Dampak apa saja yang terjadi apabila pemerintah menerapkan sistem zakat dalam kebijakan fiskalnya ?

Zakat dalam kebijakan fiskal

Dampak apa saja yang terjadi apabila pemerintah menerapkan sistem zakat dalam kebijakan fiskalnya ?

penerapan sistem zakat akan mempunyai berbagai implikasi diberbagai segi kehidupan, baik dari sisi mikro maupun sisi makro, antara lain :

Implikasi Mikro Zakat


Zakat dan Konsumsi Agregat

Zakat dalam perekonomian islam dimana zakat diterapkan, maka masyarakat akan terbagi dalam dua kelompok pendapatan yaitu pembayar zakat dan penerima zakat. Kelompok masyarakat wajib zakat (muzakki) akan mentransfer sejumlah proporsi pendapatan mereka kepada kelompok masyarakat penerima zakat (mustahiq).

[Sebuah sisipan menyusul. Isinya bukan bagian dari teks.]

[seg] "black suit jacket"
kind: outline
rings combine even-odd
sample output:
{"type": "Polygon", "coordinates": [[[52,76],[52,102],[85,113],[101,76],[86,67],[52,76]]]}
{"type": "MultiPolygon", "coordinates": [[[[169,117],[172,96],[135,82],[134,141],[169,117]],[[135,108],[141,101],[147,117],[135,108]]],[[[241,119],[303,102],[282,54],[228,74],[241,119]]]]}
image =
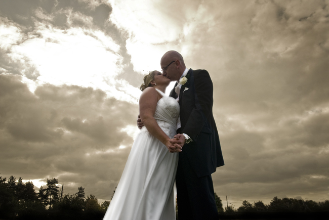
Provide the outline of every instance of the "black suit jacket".
{"type": "MultiPolygon", "coordinates": [[[[224,163],[213,115],[213,87],[209,73],[205,70],[190,69],[186,77],[187,82],[182,85],[179,94],[181,126],[178,132],[187,134],[193,142],[185,144],[179,160],[187,157],[200,177],[211,174],[224,163]]],[[[170,96],[177,98],[174,89],[170,96]]]]}

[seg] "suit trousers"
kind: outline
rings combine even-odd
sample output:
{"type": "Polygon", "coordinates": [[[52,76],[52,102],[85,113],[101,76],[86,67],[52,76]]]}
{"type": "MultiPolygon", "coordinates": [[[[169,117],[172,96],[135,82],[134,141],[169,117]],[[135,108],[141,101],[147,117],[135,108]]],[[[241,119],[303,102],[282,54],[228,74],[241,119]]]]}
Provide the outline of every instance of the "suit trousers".
{"type": "Polygon", "coordinates": [[[211,175],[200,178],[186,155],[179,153],[176,173],[179,220],[218,220],[211,175]]]}

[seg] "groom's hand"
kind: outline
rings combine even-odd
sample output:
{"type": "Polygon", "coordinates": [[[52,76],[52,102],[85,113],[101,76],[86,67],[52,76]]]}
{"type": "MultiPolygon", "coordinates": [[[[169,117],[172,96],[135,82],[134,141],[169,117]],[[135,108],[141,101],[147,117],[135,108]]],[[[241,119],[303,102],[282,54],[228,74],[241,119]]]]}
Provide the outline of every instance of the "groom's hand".
{"type": "Polygon", "coordinates": [[[138,115],[138,117],[137,118],[137,126],[138,129],[142,129],[142,127],[144,127],[144,124],[142,122],[142,119],[141,119],[141,117],[138,115]]]}
{"type": "Polygon", "coordinates": [[[170,140],[170,143],[173,145],[178,144],[183,147],[185,143],[185,137],[181,134],[178,134],[174,136],[173,139],[170,140]]]}
{"type": "Polygon", "coordinates": [[[171,141],[173,139],[169,139],[166,143],[166,146],[170,153],[179,153],[182,152],[182,147],[177,144],[172,144],[171,141]]]}

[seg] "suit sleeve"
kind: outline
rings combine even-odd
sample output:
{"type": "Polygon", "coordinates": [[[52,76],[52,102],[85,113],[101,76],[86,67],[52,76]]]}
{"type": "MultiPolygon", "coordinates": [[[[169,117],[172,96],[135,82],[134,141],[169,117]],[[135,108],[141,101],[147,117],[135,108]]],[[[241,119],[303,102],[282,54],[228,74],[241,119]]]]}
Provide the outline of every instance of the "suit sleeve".
{"type": "Polygon", "coordinates": [[[196,141],[197,136],[211,113],[213,103],[213,82],[208,72],[202,70],[194,75],[195,105],[182,130],[196,141]]]}

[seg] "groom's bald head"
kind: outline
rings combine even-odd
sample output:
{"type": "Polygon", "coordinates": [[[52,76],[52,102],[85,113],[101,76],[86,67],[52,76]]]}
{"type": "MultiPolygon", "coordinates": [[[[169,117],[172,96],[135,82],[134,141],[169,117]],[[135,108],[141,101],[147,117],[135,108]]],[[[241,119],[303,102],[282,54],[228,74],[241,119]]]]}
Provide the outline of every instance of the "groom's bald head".
{"type": "Polygon", "coordinates": [[[172,81],[178,80],[186,68],[184,59],[175,51],[169,51],[161,58],[160,61],[162,75],[172,81]]]}

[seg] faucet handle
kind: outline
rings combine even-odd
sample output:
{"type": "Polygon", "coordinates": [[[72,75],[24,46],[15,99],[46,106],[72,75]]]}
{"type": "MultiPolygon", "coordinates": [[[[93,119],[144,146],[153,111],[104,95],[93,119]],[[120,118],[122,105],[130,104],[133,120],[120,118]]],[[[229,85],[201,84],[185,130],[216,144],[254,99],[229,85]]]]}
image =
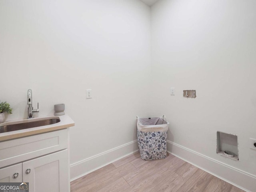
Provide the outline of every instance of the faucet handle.
{"type": "Polygon", "coordinates": [[[34,110],[36,113],[39,112],[39,103],[37,103],[37,109],[34,109],[34,110]]]}

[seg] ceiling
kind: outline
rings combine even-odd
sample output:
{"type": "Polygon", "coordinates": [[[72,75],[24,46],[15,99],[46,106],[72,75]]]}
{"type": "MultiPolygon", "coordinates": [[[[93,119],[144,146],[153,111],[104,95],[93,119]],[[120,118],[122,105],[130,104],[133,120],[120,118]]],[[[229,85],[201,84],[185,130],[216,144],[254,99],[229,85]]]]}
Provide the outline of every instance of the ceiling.
{"type": "Polygon", "coordinates": [[[151,6],[158,0],[140,0],[149,6],[151,6]]]}

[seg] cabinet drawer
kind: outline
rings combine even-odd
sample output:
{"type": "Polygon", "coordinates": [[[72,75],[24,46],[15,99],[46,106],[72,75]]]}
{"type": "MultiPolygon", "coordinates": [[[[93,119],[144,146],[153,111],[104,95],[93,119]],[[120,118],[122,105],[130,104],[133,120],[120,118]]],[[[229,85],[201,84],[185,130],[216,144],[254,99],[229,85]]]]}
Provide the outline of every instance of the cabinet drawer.
{"type": "Polygon", "coordinates": [[[0,142],[0,167],[68,148],[67,129],[0,142]]]}

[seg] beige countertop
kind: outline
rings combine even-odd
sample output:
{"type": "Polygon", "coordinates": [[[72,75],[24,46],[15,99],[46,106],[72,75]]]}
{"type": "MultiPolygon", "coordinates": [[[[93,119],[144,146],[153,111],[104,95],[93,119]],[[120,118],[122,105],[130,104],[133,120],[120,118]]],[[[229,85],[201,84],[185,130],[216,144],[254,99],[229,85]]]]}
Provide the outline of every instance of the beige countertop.
{"type": "Polygon", "coordinates": [[[0,142],[7,140],[16,139],[21,137],[26,137],[31,135],[63,129],[75,125],[74,122],[68,115],[64,115],[61,116],[48,116],[44,117],[37,117],[32,119],[6,121],[4,123],[0,123],[0,127],[15,124],[26,123],[56,118],[59,118],[60,121],[54,124],[29,128],[16,131],[0,133],[0,142]]]}

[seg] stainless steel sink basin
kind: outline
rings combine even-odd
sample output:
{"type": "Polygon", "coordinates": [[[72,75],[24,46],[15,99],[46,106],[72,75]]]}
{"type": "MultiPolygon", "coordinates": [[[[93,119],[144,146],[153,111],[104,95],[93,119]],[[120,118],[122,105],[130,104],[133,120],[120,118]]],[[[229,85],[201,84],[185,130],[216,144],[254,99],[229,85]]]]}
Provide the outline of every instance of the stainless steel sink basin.
{"type": "Polygon", "coordinates": [[[60,121],[59,118],[55,118],[7,125],[0,127],[0,133],[51,125],[60,121]]]}

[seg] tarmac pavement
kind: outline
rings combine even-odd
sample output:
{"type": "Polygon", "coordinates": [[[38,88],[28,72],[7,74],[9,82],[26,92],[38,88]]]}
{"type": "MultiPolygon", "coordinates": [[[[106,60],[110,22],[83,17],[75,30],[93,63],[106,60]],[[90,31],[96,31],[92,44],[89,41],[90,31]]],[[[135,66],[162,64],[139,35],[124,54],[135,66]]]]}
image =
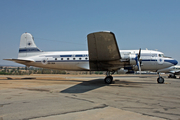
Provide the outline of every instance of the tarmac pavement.
{"type": "Polygon", "coordinates": [[[103,78],[0,76],[0,120],[180,120],[180,79],[115,75],[107,85],[103,78]]]}

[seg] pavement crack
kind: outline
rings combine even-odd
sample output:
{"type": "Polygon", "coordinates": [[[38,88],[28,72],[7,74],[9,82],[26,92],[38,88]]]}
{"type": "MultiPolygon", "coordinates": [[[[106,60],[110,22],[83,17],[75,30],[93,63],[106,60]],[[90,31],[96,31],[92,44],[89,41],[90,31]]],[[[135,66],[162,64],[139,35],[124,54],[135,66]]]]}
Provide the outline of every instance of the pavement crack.
{"type": "Polygon", "coordinates": [[[75,98],[75,97],[70,97],[70,96],[65,96],[65,97],[67,97],[67,98],[71,98],[71,99],[76,99],[76,100],[87,101],[87,102],[90,102],[90,103],[94,103],[93,101],[86,100],[86,99],[82,99],[82,98],[75,98]]]}
{"type": "Polygon", "coordinates": [[[11,103],[6,103],[6,104],[0,104],[0,107],[3,107],[5,105],[10,105],[11,103]]]}

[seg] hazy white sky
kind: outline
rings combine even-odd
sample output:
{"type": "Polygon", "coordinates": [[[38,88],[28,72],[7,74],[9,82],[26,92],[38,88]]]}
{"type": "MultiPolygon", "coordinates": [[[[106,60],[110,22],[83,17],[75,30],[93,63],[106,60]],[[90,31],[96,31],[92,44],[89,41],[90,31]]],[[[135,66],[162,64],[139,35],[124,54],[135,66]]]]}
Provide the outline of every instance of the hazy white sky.
{"type": "Polygon", "coordinates": [[[112,31],[120,49],[158,49],[180,62],[180,0],[0,0],[0,65],[29,32],[43,51],[87,50],[87,34],[112,31]]]}

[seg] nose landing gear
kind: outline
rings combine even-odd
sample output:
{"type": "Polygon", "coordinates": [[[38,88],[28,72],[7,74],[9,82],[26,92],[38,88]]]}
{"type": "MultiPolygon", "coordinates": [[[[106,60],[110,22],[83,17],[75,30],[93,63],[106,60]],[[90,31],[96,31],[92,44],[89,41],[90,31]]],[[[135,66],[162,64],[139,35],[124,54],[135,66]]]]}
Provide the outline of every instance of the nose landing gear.
{"type": "Polygon", "coordinates": [[[164,78],[160,76],[160,74],[158,73],[159,77],[157,78],[157,82],[159,84],[163,84],[164,83],[164,78]]]}
{"type": "Polygon", "coordinates": [[[113,77],[112,77],[111,75],[114,74],[114,73],[115,73],[115,71],[112,71],[112,72],[107,71],[107,73],[106,73],[106,78],[104,79],[104,82],[105,82],[106,84],[111,84],[111,83],[112,83],[113,77]]]}

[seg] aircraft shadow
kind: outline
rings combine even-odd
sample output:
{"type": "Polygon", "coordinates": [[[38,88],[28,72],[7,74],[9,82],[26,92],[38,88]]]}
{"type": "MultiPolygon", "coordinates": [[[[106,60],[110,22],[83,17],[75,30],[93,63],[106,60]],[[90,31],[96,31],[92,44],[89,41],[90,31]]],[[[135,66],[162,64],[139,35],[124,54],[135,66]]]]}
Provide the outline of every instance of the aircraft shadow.
{"type": "Polygon", "coordinates": [[[89,81],[82,81],[77,85],[74,85],[70,88],[60,91],[60,93],[85,93],[103,86],[142,88],[143,85],[145,84],[156,84],[156,83],[115,80],[111,85],[108,85],[104,83],[103,79],[94,79],[89,81]]]}
{"type": "Polygon", "coordinates": [[[82,81],[82,83],[79,83],[70,88],[62,90],[60,91],[60,93],[84,93],[103,86],[107,86],[107,84],[103,83],[102,79],[82,81]]]}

Dengan adanya zakat, fakir dan miskin dapat memenuhi kebutuhan dasarnya. Seluruh income mereka yang didapat dari zakat akan dikonsumsi untuk memenuhi kebutuhan sekunder mereka. Dengan demikian, hal permintaan yang ada dalam pasar akan mengalami peningkatan, maka seorang produsen harus meningkatkan produksi yang dilakukan untuk memenuhi demand yang ada. Sebagai multiplier effect, pendapatan yang diterima akan naik dan investasi yang dilakukan akan bertambah.

Zakat dan Tabungan Nasional

Dalam perspektif Islam, investasi bukanlah akitfitas residual melainkan sebuah tindakan rasional yang memiliki tujuan rasional tertentu yang positif, bukan untuk ditimbun atau digunakan untuk berspekulasi.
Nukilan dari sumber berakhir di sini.